Greed is a cold emotion; wrath is white-hot. Stuck between them, I felt like an icicle on fire.
“Fine.” My head spun, and my stomach cramped. Avari had told me months ago that in the Netherworld, my existence could stretch into eternity, but I’d never imagined that my eternal existence would belong to him, much less that I would give it to him of my own free will.
But I had no other option. Nothing else would protect my friends and family, and if I’d learned anything about Avari over the past year, it was that he would not stop hunting us until he got what he wanted.
Until he got me.
“It has to be your choice,” he reminded me, and I nodded. I had to agree to stay. I had to give him my soul.

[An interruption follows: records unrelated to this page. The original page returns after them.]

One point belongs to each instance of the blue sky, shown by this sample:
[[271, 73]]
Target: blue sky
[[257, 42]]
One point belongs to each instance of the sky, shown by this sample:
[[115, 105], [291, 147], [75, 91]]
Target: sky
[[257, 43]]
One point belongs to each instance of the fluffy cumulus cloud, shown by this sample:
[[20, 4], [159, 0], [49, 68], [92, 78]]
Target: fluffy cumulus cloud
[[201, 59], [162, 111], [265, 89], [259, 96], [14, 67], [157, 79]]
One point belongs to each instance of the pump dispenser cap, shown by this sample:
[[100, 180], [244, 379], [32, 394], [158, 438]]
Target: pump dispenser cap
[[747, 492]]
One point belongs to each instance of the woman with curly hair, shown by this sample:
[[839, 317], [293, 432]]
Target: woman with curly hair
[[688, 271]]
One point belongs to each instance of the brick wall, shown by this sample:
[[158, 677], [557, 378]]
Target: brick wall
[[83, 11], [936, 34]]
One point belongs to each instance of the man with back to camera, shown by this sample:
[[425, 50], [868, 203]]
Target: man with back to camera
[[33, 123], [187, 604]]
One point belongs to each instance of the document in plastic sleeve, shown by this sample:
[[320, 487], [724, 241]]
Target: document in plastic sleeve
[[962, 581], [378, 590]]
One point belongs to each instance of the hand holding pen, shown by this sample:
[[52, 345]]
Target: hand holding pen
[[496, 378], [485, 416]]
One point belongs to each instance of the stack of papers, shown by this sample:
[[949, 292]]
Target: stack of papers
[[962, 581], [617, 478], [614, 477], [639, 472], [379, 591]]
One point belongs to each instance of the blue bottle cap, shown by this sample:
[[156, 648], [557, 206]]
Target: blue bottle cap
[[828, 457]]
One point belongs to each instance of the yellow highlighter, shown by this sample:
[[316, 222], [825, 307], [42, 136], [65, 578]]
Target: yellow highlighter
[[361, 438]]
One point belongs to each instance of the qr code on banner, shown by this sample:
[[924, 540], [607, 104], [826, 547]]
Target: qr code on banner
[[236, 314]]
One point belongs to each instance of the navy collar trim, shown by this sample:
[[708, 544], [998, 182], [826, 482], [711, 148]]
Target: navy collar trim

I took in a deep breath, more out of habit than any real need for air. Then I said the words that had been rolling around in my head for the past couple of hours.
“You’ll let my dad go if I give you my soul?”
“Yes.”
“And beginning from the moment you take possession, you’ll never again try to contact anyone I care about, forever and ever, amen?”
“This redundancy is exasperating, Ms. Cavanaugh.”
“Just say it.”
He growled in frustration, and Ira chuckled. “Yes. Beginning the moment I take possession of your soul, I will never again attempt to contact your friends and family for any reason whatsoever.”
I sucked in a deep breath and swallowed the massive lump in my throat to keep from vomiting. “Fine. My soul is yours.” My world changed in that moment. It...darkened. Narrowed. Spiraled toward infinite despair. “Come get it before I change my mind.”
Avari’s hand closed around my arm. Belphegore and Invidia released my father. The instant they let him go, his eyelids began to flutter. Ira disappeared from my side and appeared at my father’s, holding him up.
“Kaylee?” At first, my dad looked as confused as he sounded. Then he blinked, and horror came into focus in his expression as the Netherworld came into focus around him. He looked at me, then at Avari. Then at the demon’s hand around my arm. “No! Kaylee, no!”
Tears filled my eyes for the millionth time in the past four days. “This is the only way, Dad.” My hands shook. My teeth chattered. My entire body seemed to be convulsing with fear and dread. “I’m so sorry I couldn’t find some other way.”
I wanted to tell him not to worry about me. That I’d be fine. But that wasn’t true. I wouldn’t be fine. Avari would make sure of that.